PS: But you know the thing about reaching the top of the mountain. I know people who are very successful at what they do, but I don’t know one person who’s like, ‘welp, that’s it. I did it.’

CF: I will say that, there’s a humbling feeling when you’re hungry and you always have another mountain to climb. I’m assuming that people like James Jean have to make their own mountains, you know what I mean? When you always have another goal to accomplish, and you’re maybe not where you ‘want to be’, I know for me, it puts me back in the mindset where I started and that challenge of knowing that you’re only as good as your next thing. That can be scary, but as an artist that’s trying to get somewhere new, that’s the most exciting thing and the most addicting thing about it, that you can be doing this for so long only mildly successfully, or even unsuccessfully and then – BAM – you just hit something that opens all these doors.

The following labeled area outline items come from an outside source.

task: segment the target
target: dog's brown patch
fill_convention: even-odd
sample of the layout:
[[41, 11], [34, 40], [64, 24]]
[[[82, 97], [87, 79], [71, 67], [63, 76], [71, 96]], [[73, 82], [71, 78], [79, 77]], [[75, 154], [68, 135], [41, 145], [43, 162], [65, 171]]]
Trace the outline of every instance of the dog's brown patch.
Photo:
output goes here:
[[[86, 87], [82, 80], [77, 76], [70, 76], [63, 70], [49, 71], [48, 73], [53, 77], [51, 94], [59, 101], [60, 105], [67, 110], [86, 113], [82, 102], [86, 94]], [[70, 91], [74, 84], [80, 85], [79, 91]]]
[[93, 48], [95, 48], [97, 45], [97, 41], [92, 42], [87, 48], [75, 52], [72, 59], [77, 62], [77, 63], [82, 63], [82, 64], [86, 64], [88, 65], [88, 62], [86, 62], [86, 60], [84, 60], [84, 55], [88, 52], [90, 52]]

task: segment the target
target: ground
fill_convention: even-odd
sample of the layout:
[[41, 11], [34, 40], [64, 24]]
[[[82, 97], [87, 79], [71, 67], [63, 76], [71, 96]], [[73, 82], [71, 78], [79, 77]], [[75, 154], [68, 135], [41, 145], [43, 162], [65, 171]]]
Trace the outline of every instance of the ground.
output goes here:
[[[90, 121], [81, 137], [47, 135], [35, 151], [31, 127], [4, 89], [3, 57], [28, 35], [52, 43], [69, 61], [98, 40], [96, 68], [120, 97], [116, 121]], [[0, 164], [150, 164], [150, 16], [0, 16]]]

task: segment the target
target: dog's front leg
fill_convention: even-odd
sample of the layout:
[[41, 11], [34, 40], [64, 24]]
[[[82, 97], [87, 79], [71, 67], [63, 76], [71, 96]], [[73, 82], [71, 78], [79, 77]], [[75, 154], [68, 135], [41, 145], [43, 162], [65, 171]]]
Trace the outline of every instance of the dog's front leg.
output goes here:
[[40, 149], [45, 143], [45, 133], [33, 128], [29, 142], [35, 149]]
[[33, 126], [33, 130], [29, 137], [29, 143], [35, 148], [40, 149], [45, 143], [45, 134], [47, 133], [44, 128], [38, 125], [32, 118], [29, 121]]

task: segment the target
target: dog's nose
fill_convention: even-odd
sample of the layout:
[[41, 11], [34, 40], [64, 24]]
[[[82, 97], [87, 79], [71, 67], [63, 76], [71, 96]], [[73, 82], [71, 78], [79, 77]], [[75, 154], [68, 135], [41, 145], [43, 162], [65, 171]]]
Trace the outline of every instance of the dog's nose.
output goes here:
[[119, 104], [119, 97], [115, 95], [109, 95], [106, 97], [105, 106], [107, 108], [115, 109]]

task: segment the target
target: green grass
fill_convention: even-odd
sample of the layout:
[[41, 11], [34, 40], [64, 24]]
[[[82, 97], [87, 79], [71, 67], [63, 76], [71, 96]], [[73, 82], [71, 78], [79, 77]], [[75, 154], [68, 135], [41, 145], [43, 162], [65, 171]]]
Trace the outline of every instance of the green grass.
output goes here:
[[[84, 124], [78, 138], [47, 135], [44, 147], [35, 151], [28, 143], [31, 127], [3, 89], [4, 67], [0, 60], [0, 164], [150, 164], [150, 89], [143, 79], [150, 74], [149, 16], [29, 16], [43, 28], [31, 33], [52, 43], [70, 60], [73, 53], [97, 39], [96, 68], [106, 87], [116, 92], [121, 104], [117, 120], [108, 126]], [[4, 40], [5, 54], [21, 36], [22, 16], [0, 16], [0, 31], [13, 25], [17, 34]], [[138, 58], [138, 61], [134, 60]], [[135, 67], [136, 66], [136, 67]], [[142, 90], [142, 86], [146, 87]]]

Not focusing too much on the financial aspect of it, there is a metaphorical lottery ticket that’s happening every time you’re making something. There’s always this possibility in everything you do, and I try to focus on the positive part of starting something new.

Sometimes I don’t know if I’m ever getting to my third act, but it’s kind of okay because for me that thrift store is still full of treasure.

 

Patrick Shillenn is the co-founder and director of Arch Enemy Arts in Philadelphia. He doesn’t think he has all the answers. He just wants to have the conversation.